Impairment of Mitochondrial Redox Status in Peripheral Lymphocytes of Multiple Sclerosis Patients

Hugo Gonzalo; Lara Nogueras; Anna Gil-Sánchez; José Vicente Hervás; Petya Valcheva; Cristina González-Mingot; Meritxell Martin-Gari; Marc Canudes; Silvia Peralta; Maria José Solana; Reinald Pamplona; Manuel Portero-Otin; Jordi Boada; Jose Carlos Enrique Serrano; Luis Brieva

doi:10.3389/fnins.2019.00938

Impairment of Mitochondrial Redox Status in Peripheral Lymphocytes of Multiple Sclerosis Patients

Front Neurosci. 2019 Sep 4:13:938. doi: 10.3389/fnins.2019.00938. eCollection 2019.

Authors

Hugo Gonzalo^{1

2}, Lara Nogueras³, Anna Gil-Sánchez¹, José Vicente Hervás⁴, Petya Valcheva¹, Cristina González-Mingot⁴, Meritxell Martin-Gari¹, Marc Canudes¹, Silvia Peralta⁴, Maria José Solana⁴, Reinald Pamplona³, Manuel Portero-Otin³, Jordi Boada³, Jose Carlos Enrique Serrano³, Luis Brieva⁴

Affiliations

¹ Institut de Recerca Biomèdica de Lleida, Lleida, Spain.
² Clinical University Hospital of Valladolid (HCUV), Department of Research and Innovation, SACYL/IECSCYL, Valladolid, Spain.
³ Universitat de Lleida, Departament de Medicina Experimental, Lleida, Spain.
⁴ Hospital Universitario Arnau de Vilanova, Lleida, Spain.

Abstract

Literature suggests that oxidative stress (OS) may be involved in the pathogenesis of multiple sclerosis (MS), in which the immune system is known to play a key role. However, to date, the OS in peripheral lymphocytes and its contribution to the disease remain unknown. The aim of the present study was to explore the influence of OS in peripheral lymphocytes of MS patients. To that end, a cross-sectional, observational pilot study was conducted [n = 58: 34 MS and 24 healthy subjects (control group)]. We have measured superoxide production and protein mitochondrial complex levels in peripheral blood mononuclear cells (PBMCs) isolated from MS patients and control. Lactate levels and the antioxidant capacity were determined in plasma.
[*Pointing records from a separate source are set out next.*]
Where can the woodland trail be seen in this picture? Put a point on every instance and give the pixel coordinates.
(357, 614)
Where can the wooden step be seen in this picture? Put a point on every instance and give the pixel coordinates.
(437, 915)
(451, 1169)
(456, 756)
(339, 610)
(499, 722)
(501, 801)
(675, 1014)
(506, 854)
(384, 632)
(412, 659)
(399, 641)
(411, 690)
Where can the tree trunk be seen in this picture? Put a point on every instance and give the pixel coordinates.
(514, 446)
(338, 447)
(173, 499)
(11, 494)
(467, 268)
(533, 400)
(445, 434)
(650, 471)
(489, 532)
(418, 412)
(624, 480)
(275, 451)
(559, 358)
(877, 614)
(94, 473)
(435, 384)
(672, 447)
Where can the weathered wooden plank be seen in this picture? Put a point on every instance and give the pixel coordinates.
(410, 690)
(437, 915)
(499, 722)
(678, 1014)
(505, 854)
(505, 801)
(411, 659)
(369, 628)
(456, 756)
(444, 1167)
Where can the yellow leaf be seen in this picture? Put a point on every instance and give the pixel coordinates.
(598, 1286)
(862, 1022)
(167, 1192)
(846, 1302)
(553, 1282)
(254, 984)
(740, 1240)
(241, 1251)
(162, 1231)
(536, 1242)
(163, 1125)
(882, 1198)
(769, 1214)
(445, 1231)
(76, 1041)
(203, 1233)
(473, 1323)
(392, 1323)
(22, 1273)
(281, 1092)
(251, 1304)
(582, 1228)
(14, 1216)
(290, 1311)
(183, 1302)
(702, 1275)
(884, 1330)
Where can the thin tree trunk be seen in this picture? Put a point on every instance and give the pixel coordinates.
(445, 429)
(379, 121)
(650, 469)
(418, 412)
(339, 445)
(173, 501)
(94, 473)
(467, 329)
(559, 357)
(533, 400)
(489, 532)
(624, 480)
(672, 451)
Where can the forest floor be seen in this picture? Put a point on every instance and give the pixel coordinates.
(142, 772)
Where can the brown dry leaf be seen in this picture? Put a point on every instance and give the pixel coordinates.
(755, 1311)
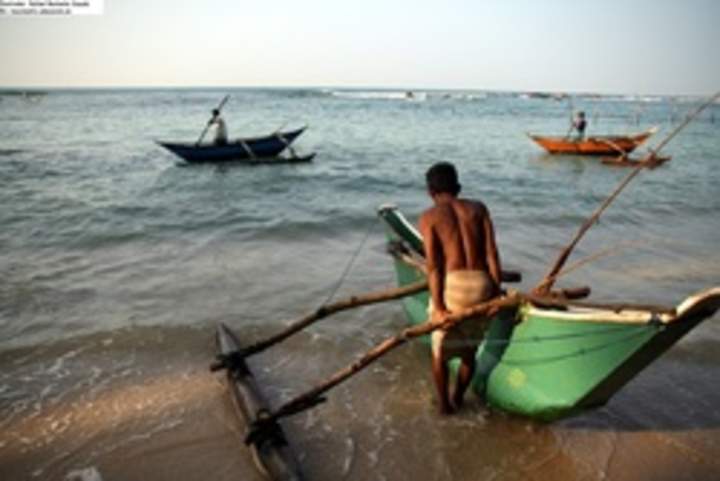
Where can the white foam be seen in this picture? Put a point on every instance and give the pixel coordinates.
(85, 474)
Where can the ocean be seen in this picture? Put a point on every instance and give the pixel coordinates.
(118, 261)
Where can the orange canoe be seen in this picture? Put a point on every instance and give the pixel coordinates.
(596, 145)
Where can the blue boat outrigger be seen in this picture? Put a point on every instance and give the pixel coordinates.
(265, 149)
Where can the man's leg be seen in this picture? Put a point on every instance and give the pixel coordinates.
(440, 371)
(465, 375)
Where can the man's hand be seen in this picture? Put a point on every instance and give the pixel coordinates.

We adjusted the comparisons between study groups by age, sex and cell count according to case. Results demonstrated that PBMCs, specifically T cells, from MS patients exhibited significantly increased superoxide anion production compared to control group (p = 0.027 and p = 0.041, respectively). Increased superoxide production in PBMCs was maintained after the adjustment (p = 0.044). Regarding mitochondrial proteins, we observe a significant decrease in the representative protein content of the mitochondrial respiratory chain complexes I-V in PBMCs of MS patients (p = 0.002, p = 0.037, p = 0.03, p = 0.044, and p = 0.051, respectively), which was maintained for complexes I, III, and V after the adjustment (p = 0.026; p = 0.033; p = 0.033, respectively). In MS patients, a trend toward increased plasma lactate concentration was detected [8.04 mg lactate/dL (5.25, 9.49) in the control group, 11.36 mg lactate/dL (5.41, 14.81) in MS patients] that was statistically significant after the adjustment (p = 0.013). This might be indicative of compromised mitochondrial function. Finally, antioxidant capacity was also decreased in plasma from MS patients, both before (p = 0.027) and after adjusting for sex and age (p = 0.006). Our findings demonstrate that PBMCs of MS patients show impaired mitochondrial redox status and deficient antioxidant capacity. These results demonstrate for the first time the existence of mitochondrial alterations in the cells immune cells of MS patients already at the peripheral level.

Keywords: mitochondria; mitochondrial complexes; multiple sclerosis; oxidative stress; superoxide anion.